We developed a causal loop diagram (CLD) to interpret available evidence from this perspective. The CLD was drafted by an interdisciplinary group of researchers. Evidence from literature was used to confirm/contest the variables and causal links included in the conceptual framework and refine their conceptualisation. Our findings were evaluated by eight independent researchers.
Adverse socioeconomic conditions imply an accumulation of stressors and increase the likelihood of exposure to uncontrollable childhood and life course stressors. Repetition of such stressors may activate mechanisms that can affect coping resources and coping strategies and stimulate appraisal of subsequent stressors as uncontrollable. We identified five feedback loops describing these mechanisms: (1) progressive deterioration of access to coping resources because of repeated insolvability of stressors; (2) perception of stressors as uncontrollable due to learned helplessness; (3) tax on cognitive bandwidth caused by stress; (4) stimulation of problem avoidance to provide relief from the stress response and free up cognitive bandwidth; and (5) susceptibility to appraising stimuli as stressors against a background of stress.
Taking a complexity science perspective reveals that exposure to adverse socioeconomic conditions implies recurrent stressor exposure which impacts chronic stress via amplifying feedback loops that together could be conceptualised as one vicious cycle. This means that in order for individual-level psychological interventions to be effective, the context of exposure to adverse socioeconomic conditions also needs to be addressed.
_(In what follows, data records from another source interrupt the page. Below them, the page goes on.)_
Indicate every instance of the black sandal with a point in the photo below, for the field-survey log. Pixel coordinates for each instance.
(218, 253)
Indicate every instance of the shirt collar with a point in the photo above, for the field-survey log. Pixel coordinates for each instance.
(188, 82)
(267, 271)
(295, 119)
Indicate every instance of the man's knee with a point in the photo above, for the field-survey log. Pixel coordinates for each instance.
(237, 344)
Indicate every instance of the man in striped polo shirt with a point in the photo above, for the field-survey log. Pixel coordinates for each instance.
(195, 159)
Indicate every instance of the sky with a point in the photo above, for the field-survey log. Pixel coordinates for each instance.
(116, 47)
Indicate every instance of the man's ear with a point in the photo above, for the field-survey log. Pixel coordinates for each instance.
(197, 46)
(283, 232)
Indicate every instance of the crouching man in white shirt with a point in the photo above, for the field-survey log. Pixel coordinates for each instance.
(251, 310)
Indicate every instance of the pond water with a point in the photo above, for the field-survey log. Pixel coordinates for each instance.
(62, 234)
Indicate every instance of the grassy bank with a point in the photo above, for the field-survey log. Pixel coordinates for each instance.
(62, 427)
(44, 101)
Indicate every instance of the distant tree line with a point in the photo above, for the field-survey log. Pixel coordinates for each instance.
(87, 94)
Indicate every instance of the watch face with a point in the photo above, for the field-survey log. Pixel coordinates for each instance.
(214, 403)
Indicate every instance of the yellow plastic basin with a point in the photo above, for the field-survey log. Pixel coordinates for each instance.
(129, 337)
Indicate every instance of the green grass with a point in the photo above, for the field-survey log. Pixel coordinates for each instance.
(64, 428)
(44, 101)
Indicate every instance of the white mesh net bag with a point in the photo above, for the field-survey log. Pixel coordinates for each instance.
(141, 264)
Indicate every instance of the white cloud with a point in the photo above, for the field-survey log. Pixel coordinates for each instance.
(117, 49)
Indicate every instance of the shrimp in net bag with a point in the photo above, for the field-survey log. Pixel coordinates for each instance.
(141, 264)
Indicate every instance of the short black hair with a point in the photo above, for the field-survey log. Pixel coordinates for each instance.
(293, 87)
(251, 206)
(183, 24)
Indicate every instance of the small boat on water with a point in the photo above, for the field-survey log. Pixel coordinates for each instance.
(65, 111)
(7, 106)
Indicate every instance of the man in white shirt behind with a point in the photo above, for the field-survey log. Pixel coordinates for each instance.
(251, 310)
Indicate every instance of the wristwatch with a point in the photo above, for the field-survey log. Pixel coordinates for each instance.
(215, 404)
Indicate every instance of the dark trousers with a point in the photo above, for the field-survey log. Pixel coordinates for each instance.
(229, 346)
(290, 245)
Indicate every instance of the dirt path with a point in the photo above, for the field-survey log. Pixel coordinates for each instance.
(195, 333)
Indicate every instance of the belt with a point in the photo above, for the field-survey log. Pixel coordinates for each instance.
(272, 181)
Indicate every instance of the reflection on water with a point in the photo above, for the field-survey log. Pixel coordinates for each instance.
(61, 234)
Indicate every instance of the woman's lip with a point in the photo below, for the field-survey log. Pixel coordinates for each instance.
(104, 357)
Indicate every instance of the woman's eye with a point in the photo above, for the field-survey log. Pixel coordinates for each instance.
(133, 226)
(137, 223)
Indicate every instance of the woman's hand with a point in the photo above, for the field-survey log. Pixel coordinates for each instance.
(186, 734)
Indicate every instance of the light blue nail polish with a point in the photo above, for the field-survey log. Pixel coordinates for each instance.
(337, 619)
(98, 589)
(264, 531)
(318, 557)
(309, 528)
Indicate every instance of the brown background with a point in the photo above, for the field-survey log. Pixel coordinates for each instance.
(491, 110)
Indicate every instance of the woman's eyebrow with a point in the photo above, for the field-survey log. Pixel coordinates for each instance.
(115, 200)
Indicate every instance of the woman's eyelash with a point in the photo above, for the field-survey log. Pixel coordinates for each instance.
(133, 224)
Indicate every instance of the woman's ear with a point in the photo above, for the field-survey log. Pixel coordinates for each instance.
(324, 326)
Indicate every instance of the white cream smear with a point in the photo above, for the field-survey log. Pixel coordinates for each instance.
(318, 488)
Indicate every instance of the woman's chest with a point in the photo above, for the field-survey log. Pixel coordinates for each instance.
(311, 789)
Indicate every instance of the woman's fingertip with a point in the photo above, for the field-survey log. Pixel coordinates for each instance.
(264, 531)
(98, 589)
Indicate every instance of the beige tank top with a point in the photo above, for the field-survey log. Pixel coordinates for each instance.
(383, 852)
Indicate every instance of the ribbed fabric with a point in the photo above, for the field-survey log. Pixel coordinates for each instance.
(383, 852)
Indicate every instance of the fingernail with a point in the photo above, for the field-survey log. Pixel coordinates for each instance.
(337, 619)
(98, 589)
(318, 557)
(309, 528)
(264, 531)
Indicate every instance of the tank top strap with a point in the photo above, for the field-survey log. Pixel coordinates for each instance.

慢性压力会增加患慢性病的风险,并且可能是导致暴露于不利社会经济条件与健康结果不佳之间关联的原因。由于应激源暴露与心理过程之间存在反馈回路,涉及不同的时间(一生中反复暴露于急性应激反应)和空间(生物/心理/社会)尺度,因此,暴露于此类条件与慢性压力之间的关系较为复杂。我们从复杂性科学的角度研究了暴露于不利社会经济条件与慢性压力之间关系的潜在机制,重点关注不同尺度上放大的反馈回路。
我们开发了一个因果回路图(CLD),从这个角度来解释现有证据。CLD 由一组跨学科研究人员起草。文献中的证据用于确认/质疑概念框架中包含的变量和因果关系,并对其进行概念化。我们的研究结果由八名独立研究人员进行评估。
不利的社会经济条件意味着压力源的积累增加了暴露于不可控的儿童期和人生历程压力源的可能性。这种压力源的重复可能会激活影响应对资源和应对策略的机制,并刺激对后续不可控压力源的评估。我们确定了五个描述这些机制的反馈回路:(1)由于无法解决压力源,导致应对资源的逐步恶化;(2)由于习得性无助,对压力源的感知变得不可控;(3)压力导致认知带宽减少;(4)通过避免问题来缓解压力反应并释放认知带宽;(5)在压力背景下,对刺激的敏感性增加,将其视为压力源。
从复杂性科学的角度来看,暴露于不利社会经济条件意味着反复暴露于应激源,通过放大反馈回路对慢性应激产生影响,这些反馈回路可以被概念化为一个恶性循环。这意味着,为了使个体层面的心理干预有效,还需要解决暴露于不利社会经济条件的背景问题。